A Economia da Verdade em Judite
Dizer a verdade, em termos simples, constitui uma virtude, sendo seu vício oposto a falsidade intencionalmente proferida para enganar. No entanto, em circunstâncias extremas, como no caso de um indivíduo que busca ocultar judeus da perseguição nazista, torna-se meritório resguardar a verdade. Estritamente falando, o sujeito moral, nesse contexto, não mente, mas impede que a verdade seja revelada a quem não tem direito a conhecê-la. Ocultar a verdade, de fato, não é um eufemismo para mentir. São atos de natureza distinta. Mentir é afirmar propositalmente o falso para induzir ao erro; ocultar a verdade é reter uma informação de quem não tem legitimidade para acessá-la.
No caso do nazista que interroga sobre judeus escondidos, o sujeito moral adota uma posição passiva: sua ação se restringe a impedir o acesso à verdade para proteger inocentes. Meu objetivo, porém, é examinar uma situação ainda mais complexa: a de Judite. Ao contrário do exemplo anterior, Judite age de maneira ativa para aniquilar Holofernes, valendo-se de uma sofisticada economia da verdade.
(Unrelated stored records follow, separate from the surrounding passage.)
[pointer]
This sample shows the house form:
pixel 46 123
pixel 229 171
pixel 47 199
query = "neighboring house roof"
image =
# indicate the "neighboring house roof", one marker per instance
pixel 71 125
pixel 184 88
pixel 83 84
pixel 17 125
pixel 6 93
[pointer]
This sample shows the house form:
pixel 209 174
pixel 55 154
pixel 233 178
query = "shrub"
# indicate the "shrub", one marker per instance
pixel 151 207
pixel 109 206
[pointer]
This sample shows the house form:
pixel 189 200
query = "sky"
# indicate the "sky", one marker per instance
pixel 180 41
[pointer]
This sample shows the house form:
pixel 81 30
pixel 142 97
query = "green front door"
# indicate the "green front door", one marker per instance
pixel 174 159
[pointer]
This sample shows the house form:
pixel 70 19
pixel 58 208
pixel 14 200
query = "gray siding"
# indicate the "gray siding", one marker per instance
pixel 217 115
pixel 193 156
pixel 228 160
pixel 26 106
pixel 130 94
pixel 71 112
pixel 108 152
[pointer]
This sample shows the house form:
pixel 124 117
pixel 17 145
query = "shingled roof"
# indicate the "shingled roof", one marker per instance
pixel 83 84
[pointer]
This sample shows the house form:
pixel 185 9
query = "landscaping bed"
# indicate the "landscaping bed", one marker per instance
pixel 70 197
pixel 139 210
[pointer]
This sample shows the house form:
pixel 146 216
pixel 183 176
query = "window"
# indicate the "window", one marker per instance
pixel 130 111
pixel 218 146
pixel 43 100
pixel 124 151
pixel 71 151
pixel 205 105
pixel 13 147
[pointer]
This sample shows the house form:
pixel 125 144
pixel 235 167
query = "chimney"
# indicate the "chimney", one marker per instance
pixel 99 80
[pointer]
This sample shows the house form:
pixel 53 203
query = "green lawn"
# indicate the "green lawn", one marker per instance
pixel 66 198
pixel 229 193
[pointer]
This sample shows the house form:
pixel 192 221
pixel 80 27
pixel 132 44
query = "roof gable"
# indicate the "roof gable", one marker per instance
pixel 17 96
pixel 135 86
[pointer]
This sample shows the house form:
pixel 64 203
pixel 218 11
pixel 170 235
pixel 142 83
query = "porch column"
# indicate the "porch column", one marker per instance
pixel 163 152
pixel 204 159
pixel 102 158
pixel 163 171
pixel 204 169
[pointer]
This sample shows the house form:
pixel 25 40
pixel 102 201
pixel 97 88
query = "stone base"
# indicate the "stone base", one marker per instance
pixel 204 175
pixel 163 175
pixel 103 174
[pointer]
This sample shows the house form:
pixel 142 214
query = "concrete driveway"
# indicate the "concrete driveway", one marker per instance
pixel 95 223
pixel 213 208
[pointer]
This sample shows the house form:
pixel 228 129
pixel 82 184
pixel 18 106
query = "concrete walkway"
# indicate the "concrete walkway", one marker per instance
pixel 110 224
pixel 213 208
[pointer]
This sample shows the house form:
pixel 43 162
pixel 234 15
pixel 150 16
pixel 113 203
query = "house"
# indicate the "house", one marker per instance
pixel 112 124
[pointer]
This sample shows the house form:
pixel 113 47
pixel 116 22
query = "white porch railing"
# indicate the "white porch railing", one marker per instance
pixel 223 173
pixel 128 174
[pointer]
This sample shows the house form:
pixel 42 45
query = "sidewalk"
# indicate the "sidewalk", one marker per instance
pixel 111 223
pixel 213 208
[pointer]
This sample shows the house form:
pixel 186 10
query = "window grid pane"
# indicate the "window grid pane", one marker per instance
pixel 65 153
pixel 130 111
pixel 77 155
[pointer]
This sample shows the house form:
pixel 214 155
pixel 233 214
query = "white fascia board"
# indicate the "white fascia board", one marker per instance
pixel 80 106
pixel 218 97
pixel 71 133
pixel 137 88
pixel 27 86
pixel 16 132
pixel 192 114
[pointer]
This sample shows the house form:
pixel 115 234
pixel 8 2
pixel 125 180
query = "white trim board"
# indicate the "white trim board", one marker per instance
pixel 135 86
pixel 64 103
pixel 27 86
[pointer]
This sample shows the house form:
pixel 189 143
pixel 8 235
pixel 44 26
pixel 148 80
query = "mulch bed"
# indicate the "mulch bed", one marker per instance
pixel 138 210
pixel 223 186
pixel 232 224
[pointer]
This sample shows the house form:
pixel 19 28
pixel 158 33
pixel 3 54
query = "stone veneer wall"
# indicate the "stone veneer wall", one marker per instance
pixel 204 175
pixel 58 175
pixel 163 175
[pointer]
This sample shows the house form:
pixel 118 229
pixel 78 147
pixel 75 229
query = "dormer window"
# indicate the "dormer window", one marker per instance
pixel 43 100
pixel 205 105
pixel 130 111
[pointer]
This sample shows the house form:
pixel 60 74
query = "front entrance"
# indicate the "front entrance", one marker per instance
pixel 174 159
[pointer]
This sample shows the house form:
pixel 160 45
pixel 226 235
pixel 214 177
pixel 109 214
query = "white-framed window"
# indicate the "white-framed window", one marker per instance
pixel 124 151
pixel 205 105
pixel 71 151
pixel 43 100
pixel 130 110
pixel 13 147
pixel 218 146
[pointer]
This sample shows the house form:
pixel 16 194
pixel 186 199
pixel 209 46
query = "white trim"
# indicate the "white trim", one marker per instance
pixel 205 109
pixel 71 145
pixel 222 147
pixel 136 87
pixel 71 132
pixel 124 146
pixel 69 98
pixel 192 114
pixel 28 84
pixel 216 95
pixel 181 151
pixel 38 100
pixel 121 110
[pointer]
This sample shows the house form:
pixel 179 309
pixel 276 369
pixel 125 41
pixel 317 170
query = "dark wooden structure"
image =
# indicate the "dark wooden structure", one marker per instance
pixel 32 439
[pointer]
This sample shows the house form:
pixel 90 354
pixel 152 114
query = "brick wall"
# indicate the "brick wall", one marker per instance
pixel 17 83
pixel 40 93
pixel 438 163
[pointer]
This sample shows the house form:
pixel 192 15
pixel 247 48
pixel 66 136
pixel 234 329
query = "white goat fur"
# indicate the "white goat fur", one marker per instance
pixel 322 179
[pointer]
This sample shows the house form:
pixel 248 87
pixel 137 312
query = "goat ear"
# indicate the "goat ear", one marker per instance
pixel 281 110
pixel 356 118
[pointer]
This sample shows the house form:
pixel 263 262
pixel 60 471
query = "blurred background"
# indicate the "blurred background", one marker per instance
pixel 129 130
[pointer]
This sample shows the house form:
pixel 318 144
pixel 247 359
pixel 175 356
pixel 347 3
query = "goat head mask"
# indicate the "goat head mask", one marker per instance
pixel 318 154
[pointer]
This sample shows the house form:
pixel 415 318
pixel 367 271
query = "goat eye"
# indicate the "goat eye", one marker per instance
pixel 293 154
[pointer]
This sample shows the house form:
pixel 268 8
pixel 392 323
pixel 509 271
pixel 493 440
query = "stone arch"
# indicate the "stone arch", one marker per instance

O capítulo 11 do Livro de Judite retrata o diálogo em que a heroína, por meio de sua retórica, conquista a confiança de Holofernes antes de executar sua decapitação. O texto é permeado por signos ambíguos, suscetíveis a uma dupla interpretação. Para Holofernes, Judite se apresenta como uma desertora de Israel, traidora de seu próprio povo. No entanto, para a própria Judite e para o leitor cristão, suas palavras são expressão dos desígnios divinos para a libertação de Israel, concretizados pela sagacidade de uma mulher.
Um exemplo dessa estratégia pode ser encontrado na seguinte passagem, uma fala de Judite a Holofernes: "Unde ego ancilla tua, cum cognovissem haec omnia, refugi a facie eorum, et misit me Deus facere tecum rem, in qua mirabitur tota terra, quicumque audierint ea." A qual pode ser traduzida mais ou menos assim: "Por isso, eu, tua serva, ao conhecer todas essas coisas, fugi da presença deles, e Deus me enviou para realizar contigo um feito pelo qual toda a terra se maravilhará ao ouvi-lo."
O termo haec omnia - todas essas coisas - refere-se aos pecados de Israel. Judite, ciente da irrevogabilidade da eleição divina sobre seu povo, compreendia que nenhum pecado poderia extinguir o amor de Deus. Todavia, sabia também que esse amor poderia se manifestar sob a forma de castigo para melhora do amado. É essa concepção que ela instrumentaliza a seu favor. Seu objetivo é levar Holofernes a crer que Israel, por seus pecados, está fadado à punição – o que, em si, não é falso –, embora isso não implique, necessariamente, que Holofernes fosse o executor dessa punição. Afinal, como afirma Deus em outra passagem, não revelada por Judite: "Minha é a vingança" (Dt 32,35).
Holofernes, porém, interpreta as palavras de Judite de modo errôneo. Ele as compreende nos seguintes termos:
1. Judite coloca-se como sua serva submissa, disposta a cumprir suas ordens, ainda que impliquem a aniquilação de Israel.
2. Ela abandonou seu povo para aliar-se ao exército inimigo.
3. A união entre ambos será um evento extraordinário, conferindo glória e poder a Nabucodonosor.
Contudo, Judite – assim como o leitor atento – tem plena consciência de que:
1. Ela serve a Holofernes apenas para conceder-lhe o que lhe é devido: a morte.
2. Não abandonou seu povo, mas o deixou estrategicamente para confrontar o inimigo com astúcia.
3. O feito que causará assombro não será a submissão de Israel, mas sim a vitória obtida pela prudência feminina.
As palavras de Judite no capítulo 11 são propositalmente equívocas, permitindo tanto a interpretação de Holofernes quanto a da heroína e do leitor. Sua economia da verdade consiste, assim, em revelar tudo para si mesma e nada para seu interlocutor. Tal expediente radical se justifica em contextos excepcionais e antecipa, de maneira exemplar, a síntese entre a prudência da serpente e a pureza das pombas (Mt 10,16).